In order to study our planet's climate and atmosphere in greater detail than ever before, the European Space Agency (ESA) flies a fleet of satellites called Sentinels that constantly monitor Earth. Now, ESA has announced that data collected by one of its most recently launched satellites are available for the public, which will help improve air quality forecasts but also impact environmental policy.
Mapping worldwide air pollution for a cleaner future
The Sentinels are designed to address six main themes with their observations: atmosphere, climate change, marine environment, emergency management and land and security. These observations are beamed back to Earth, where they are analyzed and processed into usable data by the Copernicus Atmosphere Monitoring Service (CAMS).
In October 2017, ESA launched Sentinel-5P -- the most recent satellite in Copernicus' fleet and the precursor to Sentinel-5. It's the first Copernicus mission solely dedicated to monitoring the atmosphere, being meant to fill the data gap between the retirement of the Envisat satellite and NASA's Aura mission.
Specifically, the Sentinel-5P mission is preoccupied with air quality. When this information is combined with ground -- and other satellite-based observations, scientists become better equipped to assess the state of the atmosphere -- not only today but also in the future.
“We often hear about climate change and the depletion of the ozone layer when we consider why we need to monitor the atmosphere,” says Sentinel-5P mission manager, Claus Zehner. “But air quality is also a huge global problem. It affects the health of humans and influences agriculture and the economy in general.”
The best part is that all of this information is open and free to use by the public -- by everyone. It can be used, for instance, to devise more accurate air quality forecasts, similarly to how most people check weather forecasts today.

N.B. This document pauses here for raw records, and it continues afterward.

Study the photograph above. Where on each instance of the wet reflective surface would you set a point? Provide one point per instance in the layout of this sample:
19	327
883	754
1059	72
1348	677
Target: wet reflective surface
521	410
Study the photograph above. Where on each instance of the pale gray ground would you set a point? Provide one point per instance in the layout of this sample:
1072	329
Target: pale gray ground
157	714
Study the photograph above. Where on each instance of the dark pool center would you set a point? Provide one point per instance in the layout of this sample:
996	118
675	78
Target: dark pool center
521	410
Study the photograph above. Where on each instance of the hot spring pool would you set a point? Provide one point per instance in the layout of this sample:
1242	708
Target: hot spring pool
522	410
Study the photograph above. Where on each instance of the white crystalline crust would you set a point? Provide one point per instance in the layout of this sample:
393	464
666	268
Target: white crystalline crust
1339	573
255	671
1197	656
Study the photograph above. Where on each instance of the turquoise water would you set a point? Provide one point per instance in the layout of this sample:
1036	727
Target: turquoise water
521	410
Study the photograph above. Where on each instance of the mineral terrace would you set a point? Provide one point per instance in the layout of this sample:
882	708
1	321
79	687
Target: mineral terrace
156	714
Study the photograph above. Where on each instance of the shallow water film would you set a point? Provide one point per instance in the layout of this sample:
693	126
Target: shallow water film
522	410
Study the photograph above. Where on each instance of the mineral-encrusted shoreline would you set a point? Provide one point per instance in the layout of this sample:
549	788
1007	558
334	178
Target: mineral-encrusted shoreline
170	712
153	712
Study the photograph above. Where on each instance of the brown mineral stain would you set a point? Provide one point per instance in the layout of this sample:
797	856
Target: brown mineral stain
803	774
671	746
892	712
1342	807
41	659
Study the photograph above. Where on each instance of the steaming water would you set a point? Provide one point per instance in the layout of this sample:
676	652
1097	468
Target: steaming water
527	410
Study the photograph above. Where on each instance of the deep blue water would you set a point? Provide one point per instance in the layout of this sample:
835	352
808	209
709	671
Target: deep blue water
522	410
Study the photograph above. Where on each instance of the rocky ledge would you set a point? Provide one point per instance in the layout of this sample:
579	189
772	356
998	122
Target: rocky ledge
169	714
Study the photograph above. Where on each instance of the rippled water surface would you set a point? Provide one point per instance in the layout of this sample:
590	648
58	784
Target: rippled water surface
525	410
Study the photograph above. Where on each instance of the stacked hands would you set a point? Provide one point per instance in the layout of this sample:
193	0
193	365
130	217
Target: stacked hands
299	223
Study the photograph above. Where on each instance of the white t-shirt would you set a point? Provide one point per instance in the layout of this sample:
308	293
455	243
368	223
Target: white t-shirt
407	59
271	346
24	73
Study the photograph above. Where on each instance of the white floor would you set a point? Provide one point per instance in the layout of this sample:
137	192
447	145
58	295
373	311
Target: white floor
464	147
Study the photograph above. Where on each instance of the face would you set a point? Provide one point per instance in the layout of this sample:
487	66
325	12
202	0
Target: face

Previously, Sentinel-5P readings were verified in a preliminary phase where early data was compared with the CAMS forecasting system. This procedure allowed the detection and solving of "teething" issues, so the instruments could be calibrated.
“Anybody can access the Sentinel-5P data, but it is complex and has to be processed before it is useful for addressing specific questions,” explains Richard Engelen, Deputy Head of CAMS. “CAMS does this processing so that the data user doesn’t have to, by combining Sentinel-5P data with observations from other satellite instruments to provide combined datasets as well as forecasts for the next few days.”
Central to Sentinel-5P's ability to map trace gases in the atmosphere, such as nitrogen dioxide, ozone, and aerosols, is a spectrometer called TROPOMI (Tropospheric Monitoring Instrument) -- the most advanced multispectral imaging spectrometer to date. Thanks to its high spatial resolution of up to 7 x 3.5 km, it can even detect air pollution over individual cities.
“In combination with the improved sensitivity of the detectors we now have a spectrometer that is about 10 times better than its predecessor," said Harry Förster from the Netherlands Space Office in a statement.
This kind of real-time monitoring of emissions and key pollutants will help inform environmental agencies and guide policy-makers, directly benefiting citizens -- particularly those suffering from some form of respiratory disease. For instance, having a more accurate air quality forecast over the coming week might help individuals take precautions.
“We have been using preliminary Sentinel-5P data in the CAMS global system. Early impressions are excellent and we expect that Sentinel-5P will soon become one of the most important data sources underpinning the quality of CAMS information products," Engelen said in a statement to the press.
Air pollution is the single largest environmental health risk humans face, according to the World Health Organization. In China, air pollution is responsible for cutting a person's lifespan by three years, while in India, air pollution claims four years of a person's life on average. Missions such as Sentinel-5P can help us make informed decisions such that we might all breathe cleaner air.
Sentinel-5P data -- but also Sentinel-1,-2, and -3 -- are available on the Copernicus website. In the future, the geostationary Sentinel-4 and polar-orbiting Sentinel-5 will monitor the composition of the atmosphere.